Accent/dialect diversity in Ireland and Britain are mainly due to hundreds of years when no-one but the very rich travelled anywhere. Peasants and working people in Somerset, for example, had very little to do even with their neighbours in Dorset, while folks way over in Kent may as well have been in another country for all that anyone in Somerset ever saw of them. So quite small areas could develop distinct accents as most people never went more than 30kms from their birthplace. There’s a story that in around 1793, at the height of fears about the French Revolution, the Cumbrian poets William Wordsworth and Samuel Coledridge went on a holiday down to Devon. The locals soon reported them to the district magistrate as they thought they were French spies because they ‘talked funny’!
There are differences in the Aussie accent but they’re quite subtle and the bigger differences are between city and country people rather than from one state to another. On average Queenslanders speak more broadly and South Australians the most refined, and us Victorians have the flattest tone, but there’s not a lot in it. Being a young country, the accent’s also still in a state of change, and the biggest differences are probably generational. So compare Alf Stewart with fellow former Home and Away star Chris Hemsworth – both obviously speak with an Australian twang, but Chris’ is softer, and that’s becoming more the case as more people become city-dwellers rather than living on the land, and as our population diversity significantly increases.

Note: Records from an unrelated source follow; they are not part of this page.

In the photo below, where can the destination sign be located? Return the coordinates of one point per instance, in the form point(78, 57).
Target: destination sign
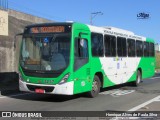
point(50, 29)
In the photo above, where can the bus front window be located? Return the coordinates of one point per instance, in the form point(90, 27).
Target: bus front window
point(45, 53)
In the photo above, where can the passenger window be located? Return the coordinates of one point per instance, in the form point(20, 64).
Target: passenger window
point(131, 47)
point(121, 47)
point(97, 45)
point(139, 48)
point(81, 53)
point(146, 49)
point(110, 45)
point(151, 49)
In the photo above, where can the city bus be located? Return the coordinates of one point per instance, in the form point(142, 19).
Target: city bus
point(71, 58)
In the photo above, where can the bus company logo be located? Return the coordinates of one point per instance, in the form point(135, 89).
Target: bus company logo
point(6, 114)
point(143, 15)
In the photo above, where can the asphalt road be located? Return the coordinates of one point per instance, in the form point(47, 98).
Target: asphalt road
point(120, 98)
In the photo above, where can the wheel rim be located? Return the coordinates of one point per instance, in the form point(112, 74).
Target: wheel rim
point(95, 86)
point(138, 78)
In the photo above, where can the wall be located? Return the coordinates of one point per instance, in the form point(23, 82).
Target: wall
point(16, 23)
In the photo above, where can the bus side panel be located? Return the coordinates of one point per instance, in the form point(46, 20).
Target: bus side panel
point(148, 67)
point(96, 67)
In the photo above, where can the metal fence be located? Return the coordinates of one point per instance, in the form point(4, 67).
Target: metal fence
point(4, 5)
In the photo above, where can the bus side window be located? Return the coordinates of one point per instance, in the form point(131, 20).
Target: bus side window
point(139, 48)
point(146, 49)
point(80, 53)
point(151, 50)
point(97, 45)
point(110, 45)
point(131, 47)
point(121, 47)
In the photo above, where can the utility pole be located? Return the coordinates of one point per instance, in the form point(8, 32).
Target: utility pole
point(93, 15)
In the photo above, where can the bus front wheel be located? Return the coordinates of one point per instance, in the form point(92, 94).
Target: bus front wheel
point(138, 78)
point(95, 87)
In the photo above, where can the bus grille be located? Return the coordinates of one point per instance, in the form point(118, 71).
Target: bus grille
point(34, 87)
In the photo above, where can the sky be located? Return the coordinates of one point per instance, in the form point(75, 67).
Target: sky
point(117, 13)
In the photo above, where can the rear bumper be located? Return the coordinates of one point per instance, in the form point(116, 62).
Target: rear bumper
point(63, 89)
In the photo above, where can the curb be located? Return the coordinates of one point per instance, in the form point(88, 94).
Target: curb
point(7, 92)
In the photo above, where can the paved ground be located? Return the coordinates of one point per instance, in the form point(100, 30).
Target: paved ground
point(146, 97)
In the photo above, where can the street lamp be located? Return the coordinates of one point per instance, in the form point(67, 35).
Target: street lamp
point(93, 15)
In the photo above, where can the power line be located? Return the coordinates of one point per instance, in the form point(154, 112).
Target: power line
point(14, 5)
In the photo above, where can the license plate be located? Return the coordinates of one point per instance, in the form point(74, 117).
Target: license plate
point(39, 90)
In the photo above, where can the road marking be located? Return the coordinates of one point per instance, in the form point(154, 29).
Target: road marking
point(117, 92)
point(154, 77)
point(144, 104)
point(15, 95)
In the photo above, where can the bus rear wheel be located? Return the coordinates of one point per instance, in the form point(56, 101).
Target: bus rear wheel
point(138, 78)
point(95, 87)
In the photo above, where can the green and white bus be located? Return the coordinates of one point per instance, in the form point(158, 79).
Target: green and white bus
point(71, 58)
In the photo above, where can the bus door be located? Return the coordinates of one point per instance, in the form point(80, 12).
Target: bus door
point(81, 66)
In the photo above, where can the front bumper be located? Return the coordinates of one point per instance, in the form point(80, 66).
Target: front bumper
point(63, 89)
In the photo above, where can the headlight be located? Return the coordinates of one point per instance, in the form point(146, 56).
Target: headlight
point(20, 77)
point(64, 79)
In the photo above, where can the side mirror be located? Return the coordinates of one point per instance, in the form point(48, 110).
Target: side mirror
point(16, 38)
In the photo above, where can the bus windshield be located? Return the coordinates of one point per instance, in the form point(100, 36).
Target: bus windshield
point(45, 53)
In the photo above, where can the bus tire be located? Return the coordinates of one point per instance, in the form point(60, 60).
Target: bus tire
point(95, 87)
point(138, 78)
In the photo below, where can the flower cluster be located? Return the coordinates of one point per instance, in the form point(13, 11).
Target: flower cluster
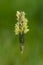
point(21, 26)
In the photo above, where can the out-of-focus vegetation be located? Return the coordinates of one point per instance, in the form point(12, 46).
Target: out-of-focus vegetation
point(9, 43)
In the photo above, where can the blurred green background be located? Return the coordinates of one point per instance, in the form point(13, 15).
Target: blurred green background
point(9, 43)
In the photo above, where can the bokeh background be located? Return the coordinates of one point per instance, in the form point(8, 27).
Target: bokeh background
point(9, 42)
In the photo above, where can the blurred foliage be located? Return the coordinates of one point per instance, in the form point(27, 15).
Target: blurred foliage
point(9, 43)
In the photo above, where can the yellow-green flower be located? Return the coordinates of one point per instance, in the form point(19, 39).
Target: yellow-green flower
point(21, 26)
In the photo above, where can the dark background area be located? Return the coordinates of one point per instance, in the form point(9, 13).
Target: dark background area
point(9, 43)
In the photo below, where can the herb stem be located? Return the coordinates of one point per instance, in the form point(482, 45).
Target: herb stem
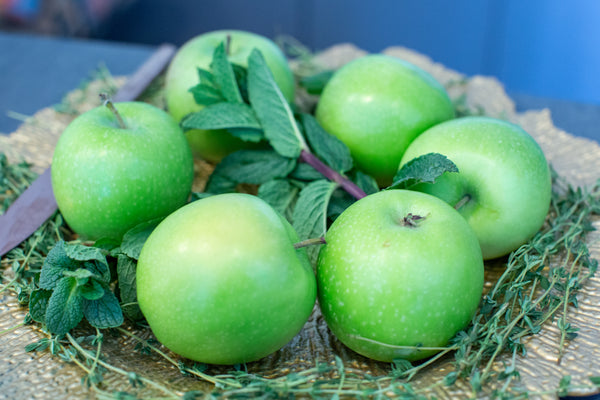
point(112, 368)
point(109, 104)
point(350, 187)
point(12, 328)
point(310, 242)
point(206, 377)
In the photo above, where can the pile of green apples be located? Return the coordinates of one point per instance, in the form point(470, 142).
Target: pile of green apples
point(224, 279)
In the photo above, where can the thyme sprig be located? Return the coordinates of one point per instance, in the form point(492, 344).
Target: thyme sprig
point(538, 287)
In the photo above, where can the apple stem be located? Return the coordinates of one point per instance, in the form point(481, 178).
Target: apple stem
point(332, 175)
point(411, 220)
point(109, 104)
point(310, 242)
point(465, 199)
point(228, 45)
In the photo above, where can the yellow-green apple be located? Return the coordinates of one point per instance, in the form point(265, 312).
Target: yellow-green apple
point(377, 105)
point(503, 186)
point(400, 275)
point(108, 177)
point(220, 281)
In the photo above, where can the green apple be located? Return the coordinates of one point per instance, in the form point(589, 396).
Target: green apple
point(219, 281)
point(400, 275)
point(108, 178)
point(182, 75)
point(377, 105)
point(503, 186)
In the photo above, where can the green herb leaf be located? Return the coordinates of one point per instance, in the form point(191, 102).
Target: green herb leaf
point(425, 168)
point(93, 290)
point(272, 109)
point(92, 258)
point(280, 194)
point(134, 239)
point(38, 302)
point(247, 134)
point(126, 268)
point(305, 172)
point(55, 263)
point(230, 116)
point(206, 91)
point(104, 312)
point(340, 200)
point(65, 306)
point(310, 213)
point(241, 76)
point(224, 76)
point(314, 84)
point(326, 146)
point(206, 95)
point(249, 166)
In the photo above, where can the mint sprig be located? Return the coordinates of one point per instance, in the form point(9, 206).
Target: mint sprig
point(425, 168)
point(74, 284)
point(290, 175)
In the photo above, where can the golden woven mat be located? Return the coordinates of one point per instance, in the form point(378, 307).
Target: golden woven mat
point(40, 375)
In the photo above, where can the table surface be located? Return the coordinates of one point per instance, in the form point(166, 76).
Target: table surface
point(36, 72)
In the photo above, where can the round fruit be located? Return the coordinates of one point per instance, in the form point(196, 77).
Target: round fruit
point(400, 275)
point(108, 179)
point(182, 75)
point(219, 281)
point(377, 105)
point(503, 186)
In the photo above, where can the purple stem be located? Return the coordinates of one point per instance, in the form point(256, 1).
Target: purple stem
point(332, 175)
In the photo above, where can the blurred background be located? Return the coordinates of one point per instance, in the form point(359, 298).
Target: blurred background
point(547, 48)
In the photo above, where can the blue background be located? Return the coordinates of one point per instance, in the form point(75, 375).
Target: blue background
point(546, 48)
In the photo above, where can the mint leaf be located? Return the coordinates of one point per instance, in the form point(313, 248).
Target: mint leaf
point(241, 76)
point(92, 258)
point(249, 166)
point(127, 287)
point(93, 290)
point(310, 213)
point(206, 95)
point(104, 312)
point(224, 76)
point(326, 146)
point(247, 134)
point(314, 84)
point(339, 201)
point(65, 307)
point(223, 116)
point(305, 172)
point(425, 168)
point(134, 239)
point(366, 182)
point(280, 194)
point(38, 302)
point(272, 109)
point(55, 263)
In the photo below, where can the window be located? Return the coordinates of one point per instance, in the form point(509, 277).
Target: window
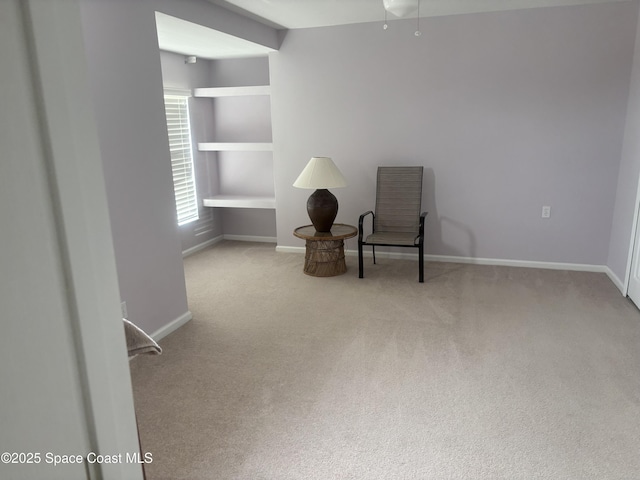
point(184, 183)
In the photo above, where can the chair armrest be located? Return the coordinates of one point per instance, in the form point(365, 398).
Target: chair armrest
point(361, 221)
point(422, 218)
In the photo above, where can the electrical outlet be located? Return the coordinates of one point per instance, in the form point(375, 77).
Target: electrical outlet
point(546, 212)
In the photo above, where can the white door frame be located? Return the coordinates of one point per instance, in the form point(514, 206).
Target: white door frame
point(632, 242)
point(57, 58)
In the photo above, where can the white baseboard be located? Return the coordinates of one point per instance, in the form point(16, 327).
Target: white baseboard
point(616, 280)
point(250, 238)
point(219, 238)
point(172, 326)
point(477, 261)
point(202, 246)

But overall it’s definitely hard to differentiate. Having lived for 2 years in England and Scotland, plus watched a lot of British TV, I can pick out where someone is from there far easier than I can here at home. At the very least I can usually say whether an English person or Scot is from the north or south of each country from their accent, and some of them are really obvious – like folks from Liverpool, Newcastle and Glasgow. Ireland I’m not as familiar with. People from around Dublin I think are reasonably distinctive, maybe simply because there’s relatively a lot of them, and ones from down south around Cork, but otherwise I can sometimes hear the differences but couldn’t say who was from where.